Aufgrund dieses Standards wird japanischer Sonnenschutz auf dem internationalen Markt auch häufig beschrieben als:
Unsichtbar, schwerelos, zweite Haut, kaum da.
Der gemeinsame Nenner dieser Worte ist nicht Schutz, sondern nahezu null Existenzgefühl.
Dann kommt das Problem:
Warum kann japanischer Sonnenschutz dieses Gefühl der Unsichtbarkeit erreichen?
I. Die Aufspaltung der Logik des Sonnenschutzes: nicht „Sonnenschutz“ machen, sondern „Hautgefühl“ machen
Wenn man einfach die Logik der weltweiten Entwicklung von Sonnenschutzmitteln vergleicht, wird man feststellen, dass die beiden Wege tatsächlich sehr unterschiedlich sind.

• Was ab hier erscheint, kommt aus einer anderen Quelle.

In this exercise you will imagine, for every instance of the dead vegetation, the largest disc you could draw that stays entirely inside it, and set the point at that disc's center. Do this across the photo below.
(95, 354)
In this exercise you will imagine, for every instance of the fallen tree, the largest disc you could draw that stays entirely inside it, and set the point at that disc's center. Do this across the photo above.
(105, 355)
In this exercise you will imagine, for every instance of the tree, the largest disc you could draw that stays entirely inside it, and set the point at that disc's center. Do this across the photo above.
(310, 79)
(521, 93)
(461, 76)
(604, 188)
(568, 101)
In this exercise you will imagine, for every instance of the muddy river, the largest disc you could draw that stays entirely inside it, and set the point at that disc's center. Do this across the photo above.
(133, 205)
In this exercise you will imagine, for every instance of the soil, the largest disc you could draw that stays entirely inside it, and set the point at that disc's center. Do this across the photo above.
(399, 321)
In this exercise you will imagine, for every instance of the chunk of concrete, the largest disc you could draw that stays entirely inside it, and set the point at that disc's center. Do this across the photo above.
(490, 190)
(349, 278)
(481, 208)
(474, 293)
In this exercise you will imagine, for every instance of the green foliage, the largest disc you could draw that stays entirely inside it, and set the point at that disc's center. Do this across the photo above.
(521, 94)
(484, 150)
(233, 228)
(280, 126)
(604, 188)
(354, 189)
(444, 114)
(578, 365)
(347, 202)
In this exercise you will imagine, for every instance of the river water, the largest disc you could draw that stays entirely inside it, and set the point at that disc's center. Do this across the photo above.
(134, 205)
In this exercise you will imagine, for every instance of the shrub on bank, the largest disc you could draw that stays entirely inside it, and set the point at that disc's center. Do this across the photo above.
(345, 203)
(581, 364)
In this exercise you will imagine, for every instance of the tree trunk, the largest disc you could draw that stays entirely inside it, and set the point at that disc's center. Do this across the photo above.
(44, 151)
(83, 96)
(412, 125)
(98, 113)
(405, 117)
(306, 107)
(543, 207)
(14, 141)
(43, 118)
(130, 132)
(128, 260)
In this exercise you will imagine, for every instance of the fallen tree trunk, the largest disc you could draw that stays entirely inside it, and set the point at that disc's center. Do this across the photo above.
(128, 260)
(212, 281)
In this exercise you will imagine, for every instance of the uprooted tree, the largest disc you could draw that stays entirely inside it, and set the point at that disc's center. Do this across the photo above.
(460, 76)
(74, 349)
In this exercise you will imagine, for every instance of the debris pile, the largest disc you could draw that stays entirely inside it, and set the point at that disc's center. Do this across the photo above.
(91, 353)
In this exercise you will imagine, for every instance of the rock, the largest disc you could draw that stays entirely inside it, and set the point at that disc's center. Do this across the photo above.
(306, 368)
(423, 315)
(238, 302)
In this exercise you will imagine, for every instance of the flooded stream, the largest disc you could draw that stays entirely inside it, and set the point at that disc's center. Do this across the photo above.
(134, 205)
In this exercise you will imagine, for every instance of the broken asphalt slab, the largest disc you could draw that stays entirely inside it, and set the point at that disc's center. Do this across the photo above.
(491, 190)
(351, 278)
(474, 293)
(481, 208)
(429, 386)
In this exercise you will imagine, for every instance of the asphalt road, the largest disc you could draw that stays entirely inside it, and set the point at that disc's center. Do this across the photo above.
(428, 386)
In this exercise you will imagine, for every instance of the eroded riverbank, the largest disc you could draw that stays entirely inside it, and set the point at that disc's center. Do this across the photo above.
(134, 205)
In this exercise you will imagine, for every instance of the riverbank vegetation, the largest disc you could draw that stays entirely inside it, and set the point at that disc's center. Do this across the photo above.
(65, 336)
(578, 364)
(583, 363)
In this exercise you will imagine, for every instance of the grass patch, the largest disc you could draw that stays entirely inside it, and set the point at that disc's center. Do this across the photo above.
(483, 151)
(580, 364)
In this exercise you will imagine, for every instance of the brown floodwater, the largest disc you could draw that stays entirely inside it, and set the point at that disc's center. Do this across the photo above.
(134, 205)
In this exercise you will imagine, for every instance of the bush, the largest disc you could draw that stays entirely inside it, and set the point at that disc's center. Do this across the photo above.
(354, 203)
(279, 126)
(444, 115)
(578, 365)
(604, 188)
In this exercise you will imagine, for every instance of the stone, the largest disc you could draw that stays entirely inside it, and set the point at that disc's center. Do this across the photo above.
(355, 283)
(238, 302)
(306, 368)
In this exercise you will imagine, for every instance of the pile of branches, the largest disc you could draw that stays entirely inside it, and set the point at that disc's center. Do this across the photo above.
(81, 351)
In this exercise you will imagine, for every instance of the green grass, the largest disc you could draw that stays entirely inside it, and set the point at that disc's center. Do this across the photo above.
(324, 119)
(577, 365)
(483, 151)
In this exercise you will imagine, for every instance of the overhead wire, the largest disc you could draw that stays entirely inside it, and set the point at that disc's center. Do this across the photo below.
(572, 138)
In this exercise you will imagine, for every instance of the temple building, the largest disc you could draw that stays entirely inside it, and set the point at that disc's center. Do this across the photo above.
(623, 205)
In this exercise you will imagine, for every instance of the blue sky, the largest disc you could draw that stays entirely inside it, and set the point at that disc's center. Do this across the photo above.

Die europäischen und amerikanischen Systeme tendieren eher dazu, „Schutz zuerst“ zu wählen, und das Hauptziel sind Umgebungen mit starkem Licht im Freien, wie z. B. Strände, Langzeitbelichtung und extreme wasserbeständige Bedingungen. Daher dreht sich das Formeldesign oft um die Stabilität des Lichtschutzfaktors, die Wasserbeständigkeit und die Filmbildungsstärke.
Das Schlüsselwort des japanischen Systems liegt eher bei „Daily Wear“, also der Bedeutung von täglichem Tragen.
Die Logik dahinter ist eigentlich sehr direkt:
Wenn Verbraucher nicht bereit sind, es jeden Tag zu verwenden, hat es keinen Sinn, egal wie hoch der Lichtschutzfaktor ist.
Daher wird das F&E-Ziel zu einer sehr abstrakten, aber sehr kritischen Richtung:
Lassen Sie Sonnenschutzmittel „verschwinden“.
Es geht nicht darum, den Schutz zu verringern, sondern darum, die Wahrnehmung zu verringern.
Dieses Konzept hat die Priorität der Formulierungstechnik verändert:
Von der UV-Schutzeffizienz bis zur Optimierung des Hautwahrnehmungspfads.
II. Das schwere Gefühl wird eigentlich nicht durch den UV-Filter verursacht
Viele Verbraucher denken unbewusst, dass der starke Sonnenschutz daran liegt, dass zu viele Sonnenschutzmittel vorhanden sind oder die chemische Zusammensetzung irritierend ist.
Aus formeltechnischer Sicht ist dieses Urteil jedoch nicht zutreffend.
Es sind oft die vier Systeme, die das Gewicht der somatosensorischen Wahrnehmung bestimmen:
· Emulsionsstruktur
· Fettsystem
·Filmbildendes System
· Zustand der Pulverdispersion
Der UV-Filter selbst ist nur der Kern der Funktion, die somatosensorische Quelle kommt jedoch eher vom Trägersystem.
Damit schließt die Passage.